Actually, I wanted to write about something 'sensitive' but I dont want friendships to turn sour or any misunderstandings to occur even though that may be a bit too late. Yes I know I can be a pretty 'soft' person and the sort people think that they can just bark me a little and scar me forever. But if I was that insensitive, I would not have kept any long term friendships and that everyone would rather stay away from me. If I only look at the fact that many a times people have hurt my feelings through words which they thought do not affect me because they're too selfish. They only think about themselves. They think that I can quickly recover or I probably dont understand whats going on coz Im so freaking blur...but actually I do. I just dont want to bark back coz its just not in my nature to fight fire with fire. If I have to stoop that low to be of that level, then Im no better than them. There's just too much evil in this world and Im not about to contribute to that.

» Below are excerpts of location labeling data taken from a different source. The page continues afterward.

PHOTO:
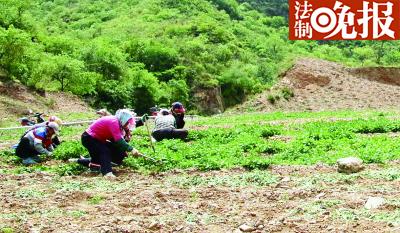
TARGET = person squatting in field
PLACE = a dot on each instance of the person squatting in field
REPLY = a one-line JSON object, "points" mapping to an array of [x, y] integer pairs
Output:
{"points": [[55, 141], [106, 140], [178, 111], [165, 127], [35, 142]]}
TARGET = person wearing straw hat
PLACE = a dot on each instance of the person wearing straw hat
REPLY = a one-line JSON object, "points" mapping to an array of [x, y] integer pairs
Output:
{"points": [[37, 142]]}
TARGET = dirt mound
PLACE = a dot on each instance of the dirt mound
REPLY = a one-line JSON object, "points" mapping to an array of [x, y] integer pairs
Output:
{"points": [[16, 100], [317, 85]]}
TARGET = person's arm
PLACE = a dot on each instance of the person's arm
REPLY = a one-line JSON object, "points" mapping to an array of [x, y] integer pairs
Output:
{"points": [[50, 148], [139, 123], [120, 143], [122, 146], [38, 145]]}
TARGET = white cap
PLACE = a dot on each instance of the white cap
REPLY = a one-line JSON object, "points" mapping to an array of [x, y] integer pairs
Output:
{"points": [[54, 126]]}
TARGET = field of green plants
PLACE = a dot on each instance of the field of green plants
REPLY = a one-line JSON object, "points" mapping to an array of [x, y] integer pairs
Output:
{"points": [[251, 141]]}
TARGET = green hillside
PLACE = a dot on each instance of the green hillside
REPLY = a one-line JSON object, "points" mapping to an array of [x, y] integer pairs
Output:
{"points": [[140, 53]]}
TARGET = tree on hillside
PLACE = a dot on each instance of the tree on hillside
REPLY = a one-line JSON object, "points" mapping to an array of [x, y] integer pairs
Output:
{"points": [[70, 75], [14, 45]]}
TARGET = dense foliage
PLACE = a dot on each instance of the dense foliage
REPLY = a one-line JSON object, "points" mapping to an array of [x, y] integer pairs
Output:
{"points": [[139, 53]]}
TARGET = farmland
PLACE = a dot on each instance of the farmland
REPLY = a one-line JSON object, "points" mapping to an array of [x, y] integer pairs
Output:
{"points": [[271, 171]]}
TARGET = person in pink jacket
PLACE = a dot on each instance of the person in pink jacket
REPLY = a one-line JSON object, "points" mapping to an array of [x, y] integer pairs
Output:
{"points": [[105, 141]]}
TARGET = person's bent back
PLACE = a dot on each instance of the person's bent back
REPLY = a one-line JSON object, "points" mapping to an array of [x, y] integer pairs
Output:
{"points": [[165, 127]]}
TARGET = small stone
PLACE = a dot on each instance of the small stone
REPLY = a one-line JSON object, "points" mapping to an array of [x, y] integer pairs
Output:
{"points": [[374, 202], [179, 228], [285, 179], [154, 226], [246, 228], [320, 195], [350, 165]]}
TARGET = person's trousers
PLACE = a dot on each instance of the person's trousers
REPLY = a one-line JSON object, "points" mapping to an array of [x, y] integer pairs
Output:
{"points": [[25, 150], [169, 133], [101, 153]]}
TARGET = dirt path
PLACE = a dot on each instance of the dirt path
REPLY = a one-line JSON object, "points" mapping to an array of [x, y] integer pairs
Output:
{"points": [[283, 199]]}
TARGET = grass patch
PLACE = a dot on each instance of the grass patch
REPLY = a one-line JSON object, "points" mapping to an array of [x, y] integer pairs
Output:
{"points": [[254, 178]]}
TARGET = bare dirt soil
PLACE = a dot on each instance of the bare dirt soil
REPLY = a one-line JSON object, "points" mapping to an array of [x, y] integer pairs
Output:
{"points": [[16, 100], [294, 199], [320, 85]]}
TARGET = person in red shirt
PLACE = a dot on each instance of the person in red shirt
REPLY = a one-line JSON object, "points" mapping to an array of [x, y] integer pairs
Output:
{"points": [[105, 141]]}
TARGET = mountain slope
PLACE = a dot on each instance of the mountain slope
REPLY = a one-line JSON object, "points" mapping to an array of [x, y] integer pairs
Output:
{"points": [[321, 85]]}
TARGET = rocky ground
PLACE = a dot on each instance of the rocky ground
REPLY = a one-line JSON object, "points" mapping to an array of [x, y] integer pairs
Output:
{"points": [[320, 85], [281, 199]]}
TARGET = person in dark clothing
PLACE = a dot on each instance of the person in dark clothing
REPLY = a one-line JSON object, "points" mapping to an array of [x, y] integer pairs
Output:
{"points": [[178, 111], [165, 127], [36, 142]]}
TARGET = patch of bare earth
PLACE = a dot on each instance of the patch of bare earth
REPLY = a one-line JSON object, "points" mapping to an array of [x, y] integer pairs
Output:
{"points": [[302, 199], [322, 85], [16, 100]]}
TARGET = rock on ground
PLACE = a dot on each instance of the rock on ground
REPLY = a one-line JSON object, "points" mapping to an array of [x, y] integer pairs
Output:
{"points": [[374, 202], [350, 165]]}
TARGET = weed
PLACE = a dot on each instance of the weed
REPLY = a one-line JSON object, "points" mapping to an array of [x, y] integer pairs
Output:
{"points": [[272, 99], [77, 213], [30, 193], [95, 200], [7, 230], [287, 93]]}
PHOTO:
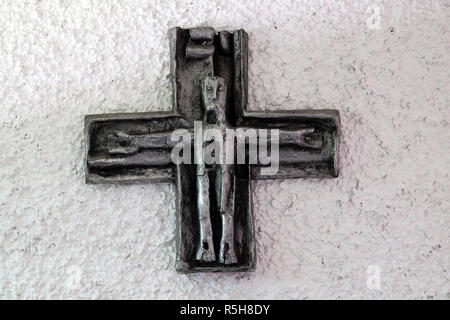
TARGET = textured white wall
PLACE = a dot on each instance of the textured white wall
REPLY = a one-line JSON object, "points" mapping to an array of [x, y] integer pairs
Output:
{"points": [[384, 65]]}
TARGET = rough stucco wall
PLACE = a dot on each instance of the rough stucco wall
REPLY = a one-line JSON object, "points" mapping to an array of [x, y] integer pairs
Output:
{"points": [[385, 69]]}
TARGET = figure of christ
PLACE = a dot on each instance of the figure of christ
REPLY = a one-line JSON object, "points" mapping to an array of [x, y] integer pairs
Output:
{"points": [[214, 127]]}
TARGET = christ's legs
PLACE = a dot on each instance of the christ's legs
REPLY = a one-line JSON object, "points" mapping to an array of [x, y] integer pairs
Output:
{"points": [[225, 200]]}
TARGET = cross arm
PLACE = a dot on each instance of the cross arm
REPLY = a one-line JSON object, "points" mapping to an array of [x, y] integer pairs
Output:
{"points": [[308, 142], [130, 147]]}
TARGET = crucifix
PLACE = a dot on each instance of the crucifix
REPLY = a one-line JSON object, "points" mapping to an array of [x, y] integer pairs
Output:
{"points": [[214, 219]]}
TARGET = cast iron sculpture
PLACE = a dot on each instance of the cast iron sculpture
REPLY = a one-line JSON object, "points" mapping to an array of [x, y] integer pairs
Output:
{"points": [[215, 230]]}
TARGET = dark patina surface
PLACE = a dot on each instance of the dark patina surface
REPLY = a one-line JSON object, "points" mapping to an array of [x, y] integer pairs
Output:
{"points": [[214, 221]]}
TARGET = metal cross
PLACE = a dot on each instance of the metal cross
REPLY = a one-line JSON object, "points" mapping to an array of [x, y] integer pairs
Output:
{"points": [[214, 220]]}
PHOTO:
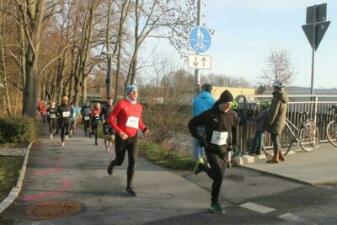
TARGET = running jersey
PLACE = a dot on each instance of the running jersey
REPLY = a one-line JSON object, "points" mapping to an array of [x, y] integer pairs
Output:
{"points": [[51, 113], [64, 112], [127, 117]]}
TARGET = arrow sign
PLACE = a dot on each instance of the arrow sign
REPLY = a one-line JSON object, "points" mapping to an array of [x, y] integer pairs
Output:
{"points": [[202, 62], [315, 38], [200, 39]]}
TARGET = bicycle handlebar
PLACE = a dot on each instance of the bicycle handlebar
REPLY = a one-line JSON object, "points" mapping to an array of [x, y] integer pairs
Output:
{"points": [[332, 107]]}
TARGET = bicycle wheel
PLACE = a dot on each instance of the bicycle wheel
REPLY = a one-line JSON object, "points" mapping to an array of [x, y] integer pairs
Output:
{"points": [[288, 141], [309, 137], [331, 133]]}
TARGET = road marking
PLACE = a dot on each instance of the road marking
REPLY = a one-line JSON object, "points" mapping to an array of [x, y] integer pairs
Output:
{"points": [[291, 217], [257, 208]]}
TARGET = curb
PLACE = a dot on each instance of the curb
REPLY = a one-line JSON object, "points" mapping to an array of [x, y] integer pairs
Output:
{"points": [[248, 159], [14, 193]]}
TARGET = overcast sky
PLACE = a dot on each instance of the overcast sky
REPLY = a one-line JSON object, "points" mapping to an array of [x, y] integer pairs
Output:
{"points": [[246, 30]]}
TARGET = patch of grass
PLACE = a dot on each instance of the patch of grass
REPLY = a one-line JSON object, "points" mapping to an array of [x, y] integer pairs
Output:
{"points": [[9, 172], [17, 130], [166, 157]]}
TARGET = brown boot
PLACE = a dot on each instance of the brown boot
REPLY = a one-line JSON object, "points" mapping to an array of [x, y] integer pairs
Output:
{"points": [[275, 158], [272, 160], [281, 157]]}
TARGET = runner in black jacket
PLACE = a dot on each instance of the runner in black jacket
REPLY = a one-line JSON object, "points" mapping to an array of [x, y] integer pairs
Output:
{"points": [[64, 111], [221, 133], [51, 117]]}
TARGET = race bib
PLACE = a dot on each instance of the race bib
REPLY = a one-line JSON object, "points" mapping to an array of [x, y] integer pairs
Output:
{"points": [[219, 138], [132, 122], [66, 114]]}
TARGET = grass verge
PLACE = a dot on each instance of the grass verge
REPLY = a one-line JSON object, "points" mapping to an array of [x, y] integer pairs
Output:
{"points": [[9, 172], [165, 157]]}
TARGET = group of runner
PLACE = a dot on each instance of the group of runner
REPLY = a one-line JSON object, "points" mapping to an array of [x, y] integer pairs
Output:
{"points": [[214, 126], [60, 118]]}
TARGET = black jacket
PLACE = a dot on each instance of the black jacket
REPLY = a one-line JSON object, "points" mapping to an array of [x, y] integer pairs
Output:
{"points": [[64, 112], [51, 113], [216, 121]]}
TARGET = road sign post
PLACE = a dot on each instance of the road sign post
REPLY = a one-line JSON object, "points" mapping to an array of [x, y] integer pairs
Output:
{"points": [[196, 61], [315, 28]]}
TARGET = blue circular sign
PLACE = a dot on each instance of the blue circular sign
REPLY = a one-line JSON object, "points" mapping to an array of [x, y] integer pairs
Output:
{"points": [[200, 39]]}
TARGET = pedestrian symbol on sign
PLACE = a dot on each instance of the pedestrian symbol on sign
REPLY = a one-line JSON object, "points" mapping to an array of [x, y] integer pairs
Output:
{"points": [[200, 39]]}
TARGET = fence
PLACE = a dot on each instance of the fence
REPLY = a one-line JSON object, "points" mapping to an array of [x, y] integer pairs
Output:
{"points": [[315, 105]]}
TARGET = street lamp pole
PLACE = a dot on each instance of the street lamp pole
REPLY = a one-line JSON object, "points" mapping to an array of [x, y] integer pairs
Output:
{"points": [[108, 76], [196, 71]]}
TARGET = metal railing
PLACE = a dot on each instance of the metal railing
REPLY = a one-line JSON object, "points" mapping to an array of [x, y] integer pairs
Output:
{"points": [[315, 105]]}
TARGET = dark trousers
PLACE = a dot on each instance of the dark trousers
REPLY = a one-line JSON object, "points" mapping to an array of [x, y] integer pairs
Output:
{"points": [[94, 128], [64, 130], [275, 138], [216, 172], [86, 124], [121, 146], [52, 125], [257, 142]]}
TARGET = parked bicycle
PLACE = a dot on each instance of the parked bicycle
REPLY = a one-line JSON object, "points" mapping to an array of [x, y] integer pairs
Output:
{"points": [[331, 129], [306, 135]]}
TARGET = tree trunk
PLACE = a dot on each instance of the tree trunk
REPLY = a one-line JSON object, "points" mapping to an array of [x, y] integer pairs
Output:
{"points": [[3, 68], [33, 16]]}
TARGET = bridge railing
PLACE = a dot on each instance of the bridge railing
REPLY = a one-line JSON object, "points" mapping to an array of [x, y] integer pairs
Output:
{"points": [[315, 105]]}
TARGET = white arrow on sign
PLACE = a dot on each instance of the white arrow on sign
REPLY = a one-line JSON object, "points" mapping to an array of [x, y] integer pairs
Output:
{"points": [[202, 62]]}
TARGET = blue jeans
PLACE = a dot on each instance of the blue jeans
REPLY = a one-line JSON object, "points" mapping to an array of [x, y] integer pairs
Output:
{"points": [[257, 143], [198, 150]]}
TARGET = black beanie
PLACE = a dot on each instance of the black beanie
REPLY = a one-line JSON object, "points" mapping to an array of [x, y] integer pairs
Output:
{"points": [[225, 96]]}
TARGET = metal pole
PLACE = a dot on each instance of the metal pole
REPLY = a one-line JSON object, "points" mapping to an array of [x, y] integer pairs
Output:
{"points": [[312, 71], [196, 71], [313, 53], [108, 77]]}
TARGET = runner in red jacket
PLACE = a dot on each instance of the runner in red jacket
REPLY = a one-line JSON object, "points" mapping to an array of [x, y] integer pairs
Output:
{"points": [[126, 119]]}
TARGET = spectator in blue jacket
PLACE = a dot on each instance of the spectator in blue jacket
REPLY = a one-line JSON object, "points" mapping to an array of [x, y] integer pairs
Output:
{"points": [[201, 103]]}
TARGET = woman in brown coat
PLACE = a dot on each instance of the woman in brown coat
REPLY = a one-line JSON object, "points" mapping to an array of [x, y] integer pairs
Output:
{"points": [[277, 119]]}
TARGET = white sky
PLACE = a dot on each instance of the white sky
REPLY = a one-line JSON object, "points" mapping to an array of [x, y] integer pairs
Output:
{"points": [[246, 30]]}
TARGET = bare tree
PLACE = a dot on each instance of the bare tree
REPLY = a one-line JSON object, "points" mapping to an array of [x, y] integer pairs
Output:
{"points": [[3, 69], [278, 67]]}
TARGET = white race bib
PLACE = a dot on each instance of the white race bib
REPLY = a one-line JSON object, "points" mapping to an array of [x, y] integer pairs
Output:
{"points": [[132, 122], [66, 114], [219, 138]]}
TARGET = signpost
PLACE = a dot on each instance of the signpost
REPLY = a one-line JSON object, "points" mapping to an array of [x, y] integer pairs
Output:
{"points": [[200, 39], [199, 62], [315, 28]]}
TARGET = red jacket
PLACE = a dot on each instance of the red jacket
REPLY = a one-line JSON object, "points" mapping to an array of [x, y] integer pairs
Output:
{"points": [[127, 117], [95, 112]]}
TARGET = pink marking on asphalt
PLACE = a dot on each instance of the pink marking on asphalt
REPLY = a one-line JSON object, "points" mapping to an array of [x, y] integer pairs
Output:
{"points": [[46, 172], [66, 185]]}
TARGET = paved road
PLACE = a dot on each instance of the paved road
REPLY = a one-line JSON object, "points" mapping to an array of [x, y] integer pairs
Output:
{"points": [[78, 172]]}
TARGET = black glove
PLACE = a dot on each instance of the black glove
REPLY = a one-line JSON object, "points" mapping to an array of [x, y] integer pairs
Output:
{"points": [[203, 143]]}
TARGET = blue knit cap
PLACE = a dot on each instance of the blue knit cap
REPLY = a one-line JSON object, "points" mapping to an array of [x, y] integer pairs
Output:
{"points": [[131, 87]]}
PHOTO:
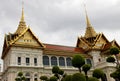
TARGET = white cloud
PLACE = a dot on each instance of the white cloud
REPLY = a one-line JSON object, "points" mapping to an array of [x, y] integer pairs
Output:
{"points": [[61, 21]]}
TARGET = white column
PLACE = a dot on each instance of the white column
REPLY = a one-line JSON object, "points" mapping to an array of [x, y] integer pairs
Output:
{"points": [[65, 62], [49, 61], [58, 61]]}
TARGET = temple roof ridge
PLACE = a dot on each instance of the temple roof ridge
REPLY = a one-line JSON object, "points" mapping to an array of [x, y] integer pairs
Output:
{"points": [[90, 32]]}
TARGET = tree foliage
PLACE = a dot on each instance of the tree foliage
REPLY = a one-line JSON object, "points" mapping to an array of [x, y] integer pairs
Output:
{"points": [[110, 59], [114, 50], [86, 68], [78, 77], [55, 69], [78, 61], [98, 73], [68, 78], [20, 77], [92, 79], [53, 78], [44, 78]]}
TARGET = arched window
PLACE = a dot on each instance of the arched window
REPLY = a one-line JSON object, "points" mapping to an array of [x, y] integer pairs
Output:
{"points": [[88, 61], [69, 61], [53, 61], [27, 75], [61, 61], [45, 60], [35, 77]]}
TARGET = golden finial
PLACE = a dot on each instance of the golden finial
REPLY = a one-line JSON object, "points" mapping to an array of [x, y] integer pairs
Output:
{"points": [[22, 24], [90, 32], [87, 19], [22, 17]]}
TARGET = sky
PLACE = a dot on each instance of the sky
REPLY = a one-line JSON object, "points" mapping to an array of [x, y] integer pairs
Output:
{"points": [[61, 21]]}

Yes, if it is my right or my priviledge, then I should fight for it. that's the only thing that, sad to say, I have yet to master. Why? Because.................I dont want to lose a friendship that took years to form but then when it breaks, the pressure falls on me since that person is so selfish to think that I was the one who caused it. Even though it may not be the actual truth as to how it started, it would just kill me slowly even with a false truth. If a friendship was to end, let it be on the other party's accord like he or she wants to end it and not me. If they want to move on, let them be. At least it will leave me guilt free that I was not the one who suggested or that I know I have put in efforts but the person just refused to accept my apology because he or she die die just refuse to have anything to do with me.


Believe it or not, this has happened before. A few times. And my mind can actually rest in peace because I know Im guilt free that it is not my fault. They're just cruel enough to simply overlook all the things I have done for them for the sake of friendship coz they want to 'move' on to better things. SO be it. Let them feel the hurt they had caused me. Let them feel the remorse of trying their best to save the friendship but nothing comes out of it as they are not cool enough or not hip enough.


Some people needed to be taught a few life lessons but Im not gonna be the one giving them an earful of it. I have too many things to handle in my own life. We are adults already and we should know better that not all things are what we thought they are. Unexpected things may come in and people shouldn't be easily upset about it and start blaming every other person on the planet earth except themselves. Why? Because they thought they are these perfect little beings. Well reality check: We're not. So stop thinking like that anymore or you'll never be open enough to accept changes and that not everybody is what you think they are.